许初一站在那里,毛巾还顶在头上,眨了两下眼睛,反应了大概三秒钟,然后开口:
"我叫许初一......刚满十八......"
说完她又愣住了,好像在想还要说点什么。
过了五秒。
"......我属狗的。"
沉默。
林向晚扭头看她,嘴角抽了一下。
叶霜面无表情地闭上了眼睛。
秦晓放下酒杯,站起来。
"秦晓,二十六,这栋房子的主人。"
他走到她们面前,双手插兜,低头看着三张年轻的脸。
"从今天起,你们住这儿,吃我的,穿我的,用我的。"
"八十八万的债,我不急着让你们还。"
"但有一条。

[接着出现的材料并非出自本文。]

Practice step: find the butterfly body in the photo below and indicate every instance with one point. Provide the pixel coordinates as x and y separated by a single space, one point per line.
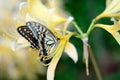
39 37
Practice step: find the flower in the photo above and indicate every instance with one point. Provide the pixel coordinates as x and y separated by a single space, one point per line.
112 9
38 12
112 29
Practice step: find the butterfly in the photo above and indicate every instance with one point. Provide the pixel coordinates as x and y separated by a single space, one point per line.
39 36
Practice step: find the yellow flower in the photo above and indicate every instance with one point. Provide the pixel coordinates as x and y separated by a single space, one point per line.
35 10
112 9
112 29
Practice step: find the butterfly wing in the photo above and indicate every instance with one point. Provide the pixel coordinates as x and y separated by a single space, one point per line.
27 34
47 40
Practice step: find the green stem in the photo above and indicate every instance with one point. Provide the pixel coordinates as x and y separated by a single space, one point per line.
91 27
97 71
77 27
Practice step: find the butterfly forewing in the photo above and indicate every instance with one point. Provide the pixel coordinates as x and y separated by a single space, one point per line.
27 34
39 36
45 37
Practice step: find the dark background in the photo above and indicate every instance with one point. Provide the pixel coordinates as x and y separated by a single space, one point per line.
106 49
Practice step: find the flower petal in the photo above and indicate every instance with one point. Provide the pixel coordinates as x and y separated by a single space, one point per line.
112 29
71 51
38 10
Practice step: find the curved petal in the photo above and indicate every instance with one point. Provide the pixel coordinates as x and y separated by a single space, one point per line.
38 10
53 64
112 29
71 51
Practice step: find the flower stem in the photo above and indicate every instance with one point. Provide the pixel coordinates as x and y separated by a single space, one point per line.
91 27
77 27
94 64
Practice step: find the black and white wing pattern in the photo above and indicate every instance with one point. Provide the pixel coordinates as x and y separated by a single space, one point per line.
47 40
27 34
39 37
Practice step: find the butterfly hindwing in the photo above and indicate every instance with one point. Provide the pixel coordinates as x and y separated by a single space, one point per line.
27 34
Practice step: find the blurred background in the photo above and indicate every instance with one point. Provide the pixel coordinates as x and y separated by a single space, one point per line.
106 50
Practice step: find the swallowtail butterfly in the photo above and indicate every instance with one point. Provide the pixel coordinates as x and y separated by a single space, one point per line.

"
他的目光从叶霜冷漠的脸上扫过,又掠过林向晚那双警惕的眼睛,最后落在还顶着毛巾的许初一身上。
"在这个屋子里,我说了算。"
"不服的,现在就可以走。"
"外面还在下雨。"
叶霜攥紧了拳头,嘴唇抿成一条线。
林向晚垂下目光,没有说话。
许初一歪了歪头,慢吞吞地问了一句:"那......明天早饭吃什么?"
秦晓看了她一眼。
"想吃什么?"
"......煎蛋。"她想了想,又补了一句,"要溏心的。"
秦晓没理他,转过身,往楼梯方向走。
他上楼的背影消失在拐角处,客厅里只剩三个穿着大号T恤的女孩,面面相觑。
林向晚凑到叶霜耳边,压低声音:"姐,这人......靠谱吗?"
叶霜沉默了很久。
"不知道。"
许初一抱着毛巾,忽然说了一句:"他家的花洒好高级......"
"......有六个模式......"
"......我只试了两个......"
叶霜深吸一口气:"睡觉。"
"哦。"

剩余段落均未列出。